This year’s annual Forum, jointly organised by the International Energy Charter and the Government of Romania, brought together high-level politicians, officials and technical experts from Member and Observer countries of the International Energy Charter including Malta, Georgia, Azerbaijan, Mongolia, Turkmenistan, Pakistan, Jordan and China.
Delegates discussed ways in which investment in energy efficiency could be ramped up and targeted towards addressing energy poverty. The Forum aimed to inspire action on sharing the best solutions concerning financing possibilities and the best practices used in the implementation of energy efficiency programs and projects, particularly in low income areas.
Energy Charter Secretary-General Dr Urban Rusnák opened the Forum’s discussions alongside H.E. Anton Anton and H.E. Iulian-Robert Tudorache, Chairman of the Energy Charter Conference, both from the Ministry of Energy, Romania.
In his opening address, H.E. Anton Anton made clear why targeting energy poverty is a priority for Romania. He said, “ The implementation of energy efficiency measures with substantial impact in energy poverty eradication stays as an energy policy objective for Romania because we consider that combating energy poverty, inadequate homes and climate change together will bring an added value to our economy and to our citizen.”

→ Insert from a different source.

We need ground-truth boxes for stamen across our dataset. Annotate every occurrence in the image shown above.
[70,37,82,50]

Romania pursues a multi-pronged strategy to tackle energy poverty. The Minister continued, “To make homes part of the solution, there is a need for support of local community energy projects that reduce energy poverty on the ground, to protect citizens unable to pay their bills and ensure access to energy and also to prevent disconnections of low-income and vulnerable households and ensure a minimum quantity of energy to all the people.”
H.E. Iulian-Robert Tudorache indicated that a new approach and rethink is needed in order to step up energy efficiency investments. He said, “Efficiency is about us using limited resources more responsibly, and more economically. It is not just a different way of doing, it is a different way of thinking and of living.” At the same time, Mr Tudorache pointed out that such a new approach needs to be underpinned by robust policy and legal frameworks without taking shortcuts - he went on to say, “It is necessary to not underestimate the existing issue and to try to consistently approach it by proper policies, from both a conceptual and a legal perspective. “
Secretary-General, Dr Rusnak, encouraged countries to accelerate action in order to establish attractive investment conditions for energy efficiency. Without such conditions countries risk being locked into the vicious circle of inadequate cost recovery, under-investment and lack of public support. Energy efficiency can open up a virtuous circle whereby energy efficiency investment can alleviate energy poverty while delivering other co-benefits including lower system costs and prices, improved economic conditions and greater public support.
Deputy Minister Mr Chikovani of Georgia shared his country’s experience in establishing favorable conditions for attracting private investment. He stated, “We embarked upon a painful but necessary journey to ensure consumers’ energy prices recover costs. Raising consumers’ awareness of the value of energy and what it takes to provide services, and how energy efficiency can reduce these costs, has been key to gaining public acceptance of higher prices.”
Minister of Energy and Water Management of Malta, Joseph Mizzi, stressed the necessity to be very practical and to put words into action. Malta has adopted a number of initiatives to help low income households improve energy efficiency. The afternoon session elaborated on the details of developing practical policies and programmes with contributions from Romania’s National Energy Regulatory Authority and Romanian Fund for Energy Efficiency as well as the European Commission, Habitat for Humanity International, the University of Oxford, EU-BAC/Honeywell, UNECE and the Copenhagen Centre for Energy Efficiency.
Many countries and international organisations such as the International Energy Forum and the Black Sea Cooperation Organisation stressed the need for greater and continued cooperation with the International Energy Charter and its Members and Observers on the issue of alleviating energy poverty. Several experts underlined the importance of robust, transparent and coherent multi-layer governance arrangements to enable effective housing renovation on the ground.
H.E. Anton Anton concluded, “I am convinced that the path to a better sustainable future for all of us – one with less poverty, better life prospects for all, and a healthier environment should be based on the cooperation of all actors involved, the private sector, local authorities, financial institutions, research sector, end users and at a larger scale of all countries.”